I successfully translated the whole back and forth conversation between my parents and my host family, with the help of my host siblings. I even managed to keep a conversation with the waiters at restaurants without struggling. With a few pointers from the receptionist at the hotel, I successfully found my way around the city without getting lost. I was no longer that zoned out foreigner, but instead, a confident, blond, spanish speaker with a slight american accent.

I could see in their eyes not only their interest in everything new, but also their fascination. They've heard stories and seen pictures of my life here, but until now, they've never had a chance to put those faces, or those places into reality. Everything was new to them, everything a mystery.

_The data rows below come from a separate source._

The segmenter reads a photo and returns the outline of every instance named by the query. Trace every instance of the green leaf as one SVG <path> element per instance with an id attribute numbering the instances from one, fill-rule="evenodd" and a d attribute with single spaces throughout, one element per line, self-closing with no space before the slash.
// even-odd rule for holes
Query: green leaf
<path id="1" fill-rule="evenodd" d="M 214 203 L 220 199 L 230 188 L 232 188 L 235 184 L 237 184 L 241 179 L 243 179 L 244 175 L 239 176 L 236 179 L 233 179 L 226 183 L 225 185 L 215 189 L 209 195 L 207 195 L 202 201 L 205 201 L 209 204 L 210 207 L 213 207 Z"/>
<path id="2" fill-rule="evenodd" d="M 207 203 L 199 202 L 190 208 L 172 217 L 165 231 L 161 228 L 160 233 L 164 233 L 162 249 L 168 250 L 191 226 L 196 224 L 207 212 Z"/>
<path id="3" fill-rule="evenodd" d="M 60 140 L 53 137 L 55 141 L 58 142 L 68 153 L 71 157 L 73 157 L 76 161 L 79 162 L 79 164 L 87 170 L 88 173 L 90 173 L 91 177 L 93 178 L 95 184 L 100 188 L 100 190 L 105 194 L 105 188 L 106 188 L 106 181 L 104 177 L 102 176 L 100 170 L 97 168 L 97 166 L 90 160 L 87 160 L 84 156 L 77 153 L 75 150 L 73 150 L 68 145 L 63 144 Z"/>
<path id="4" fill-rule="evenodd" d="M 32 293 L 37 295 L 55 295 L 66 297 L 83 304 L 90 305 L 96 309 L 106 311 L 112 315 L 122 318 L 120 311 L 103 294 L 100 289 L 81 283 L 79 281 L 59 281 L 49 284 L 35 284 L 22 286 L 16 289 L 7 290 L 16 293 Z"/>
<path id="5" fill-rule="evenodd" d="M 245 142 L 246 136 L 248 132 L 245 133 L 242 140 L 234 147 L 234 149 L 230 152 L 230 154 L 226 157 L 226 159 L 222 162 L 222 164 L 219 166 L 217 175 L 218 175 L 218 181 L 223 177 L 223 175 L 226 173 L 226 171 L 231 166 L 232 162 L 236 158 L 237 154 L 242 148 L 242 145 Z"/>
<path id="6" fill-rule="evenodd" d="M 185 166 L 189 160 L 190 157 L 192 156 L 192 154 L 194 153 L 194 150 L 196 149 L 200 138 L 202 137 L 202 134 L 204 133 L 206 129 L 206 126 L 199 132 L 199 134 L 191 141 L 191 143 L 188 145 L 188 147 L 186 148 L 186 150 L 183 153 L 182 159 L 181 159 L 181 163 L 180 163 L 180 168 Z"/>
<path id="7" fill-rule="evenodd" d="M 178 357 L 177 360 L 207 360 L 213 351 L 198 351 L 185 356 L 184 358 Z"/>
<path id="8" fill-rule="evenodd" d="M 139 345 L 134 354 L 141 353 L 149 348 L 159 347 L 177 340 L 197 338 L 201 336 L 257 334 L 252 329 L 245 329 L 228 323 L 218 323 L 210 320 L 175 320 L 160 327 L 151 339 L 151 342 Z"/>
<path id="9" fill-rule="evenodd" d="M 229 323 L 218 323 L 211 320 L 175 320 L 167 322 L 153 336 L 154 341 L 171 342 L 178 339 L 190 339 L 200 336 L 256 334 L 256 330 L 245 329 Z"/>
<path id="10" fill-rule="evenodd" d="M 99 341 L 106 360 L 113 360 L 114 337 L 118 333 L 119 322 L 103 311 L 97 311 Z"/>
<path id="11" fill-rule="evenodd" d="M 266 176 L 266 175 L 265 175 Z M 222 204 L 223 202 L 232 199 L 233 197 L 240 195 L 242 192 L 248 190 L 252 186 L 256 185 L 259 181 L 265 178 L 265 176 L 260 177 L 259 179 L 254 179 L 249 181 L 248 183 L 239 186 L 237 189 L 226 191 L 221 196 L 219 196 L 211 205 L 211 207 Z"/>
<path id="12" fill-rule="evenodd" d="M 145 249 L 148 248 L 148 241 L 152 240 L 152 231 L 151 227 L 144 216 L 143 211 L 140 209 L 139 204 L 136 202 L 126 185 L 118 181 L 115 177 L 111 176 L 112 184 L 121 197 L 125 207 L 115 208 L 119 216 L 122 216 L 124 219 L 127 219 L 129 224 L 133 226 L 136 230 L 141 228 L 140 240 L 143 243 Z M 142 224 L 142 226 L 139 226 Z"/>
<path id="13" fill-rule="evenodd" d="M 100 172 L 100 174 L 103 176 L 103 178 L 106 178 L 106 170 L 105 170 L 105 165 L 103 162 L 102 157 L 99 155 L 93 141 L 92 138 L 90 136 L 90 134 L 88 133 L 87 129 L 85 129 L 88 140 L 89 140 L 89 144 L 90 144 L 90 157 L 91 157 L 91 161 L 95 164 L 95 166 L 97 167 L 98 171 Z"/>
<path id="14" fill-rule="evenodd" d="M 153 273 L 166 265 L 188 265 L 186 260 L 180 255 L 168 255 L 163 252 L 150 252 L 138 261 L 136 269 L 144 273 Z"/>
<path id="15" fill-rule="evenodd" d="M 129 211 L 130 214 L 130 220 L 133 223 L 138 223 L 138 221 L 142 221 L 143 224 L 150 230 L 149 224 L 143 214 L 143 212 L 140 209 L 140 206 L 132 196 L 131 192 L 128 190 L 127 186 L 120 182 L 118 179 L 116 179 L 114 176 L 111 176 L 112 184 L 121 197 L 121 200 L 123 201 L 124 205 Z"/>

They only experienced the surface level of the cultural differences that have now become second nature to me.
Being with them has helped me see how much I've changed, and how much I've stayed the same. We still get along just like always, laughing together, making fun of each other, and maybe occasionally, being competitive. One day during lunch, over probably the best pizza I've had in Spain, we began to talk about how each of us has changed. Although not as drastic as my adventure in Spain, my parents have both taken on big changes in their lives this past year that have forced them to stay up working long nights, go outside their comfort zone, and look at things from a different perspective. The point is, we've all changed in some way, big or small, but that hasn't hurt our relationship.
Seeing them was a dream, and leaving them was bittersweet. I know three months is nothing compared to the seven months I've been here. I also know that once those three months are over, I'm not sure when I'll see some of these people, or this beautiful town again. I'm just so thankful to have the parents I have. They've supported me without question and have encouraged me to be the best person I can be. Truely thanks to them, I am where I am today. I love them more than I could ever tell them, but I think they know that already :)
The weekend I spent with them will remain one of my favorite weekends here in Spain. I can't wait to hug them again.